Xxxxxxx Xxxxx & Co. LLC is acting as financial advisor to eBay, and Wachtell, Lipton, Xxxxx & Xxxx is acting as legal counsel.
# # #
About Xxxxx Xxxx: Xxxx is a Partner, member of the Management Committee, and the Head of U.S. Equity Activism at Xxxxxxx Management Corporation. Xx. Xxxx’x primary responsibility is to manage U.S. equity activist efforts, and he spends considerable time focusing on Xxxxxxx’x technology investments. Xx. Xxxx serves on the Board of Directors of Citrix Systems, Inc. and is a member of the Advisory Board at the Harvard Law School Program on Corporate Governance. Prior to joining Xxxxxxx in 2004, Xx. Xxxx was an Analyst in the mergers and acquisitions group at Xxxxxx Xxxxxxx. He earned his B.S. in Economics from the University of Pennsylvania’s Xxxxxxx School of Business, from which he graduated summa cum laude.
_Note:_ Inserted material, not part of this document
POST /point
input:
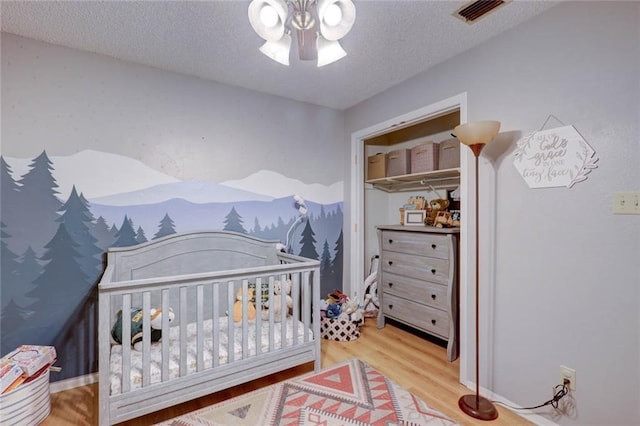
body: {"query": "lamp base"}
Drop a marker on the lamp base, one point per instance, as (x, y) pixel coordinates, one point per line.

About Xxxx Xxxxxx: Xxxxxx is President and Chief Executive Officer of Marvell Technology. He has led the company since joining in July 2016 and also serves as a member of the company’s Board of Directors. Prior to Xxxxxxx, Xxxx worked for Maxim Integrated in a series of business leadership roles over two decades. Most recently, he served as Executive Vice President of Business Units and Sales & Marketing, overseeing all product development and go-to-market activities. Xxxxxx earned a B.A. from Franklin & Xxxxxxxx College, and is also a graduate of the Stanford Executive Program. He serves on the board of directors of the Global Semiconductor Alliance (GSA), and Semiconductor Industry Association (SIA), where he was elected SIA Board Chair for 2018.
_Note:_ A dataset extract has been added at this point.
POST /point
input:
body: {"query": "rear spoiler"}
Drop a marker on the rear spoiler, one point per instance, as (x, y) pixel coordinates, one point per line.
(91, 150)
About eBay: eBay Inc. (NASDAQ: EBAY) is a global commerce leader including the Marketplace, StubHub and Classifieds platforms. Collectively, we connect millions of buyers and sellers around the world, empowering people and creating opportunity for all. Founded in 1995 in San Jose, Calif., eBay is one of the world's largest and most vibrant marketplaces for discovering great value and unique selection. In 2018, eBay enabled $95 billion of gross merchandise volume. For more information about the company and its global portfolio of online brands, visit xxx.xxxxxxx.xxx.
# # #
Forward-Looking Statements
This communication contains forward-looking statements relating to, among other things, the future performance of eBay Inc. and its consolidated subsidiaries. These statements are based on eBay’s current expectations, forecasts and assumptions and involve risks and uncertainties. Actual results could differ materially from those predicted or implied in this communication for a variety of reasons. You can find more information about risks, uncertainties and other factors that could affect our operating results in our most recent Annual Report on Form 10-K and subsequent quarterly reports on Form 10-Q, copies of which may be obtained by visiting eBay’s Investor Relations website at xxxxx://xxxxxxxxx.xxxxxxx.xxx or the SEC's website at xxx.xxx.xxx. You should not rely on any forward-looking statements. All information in this communication is as of March 1, 2019, and we do not intend and undertake no duty to update this information.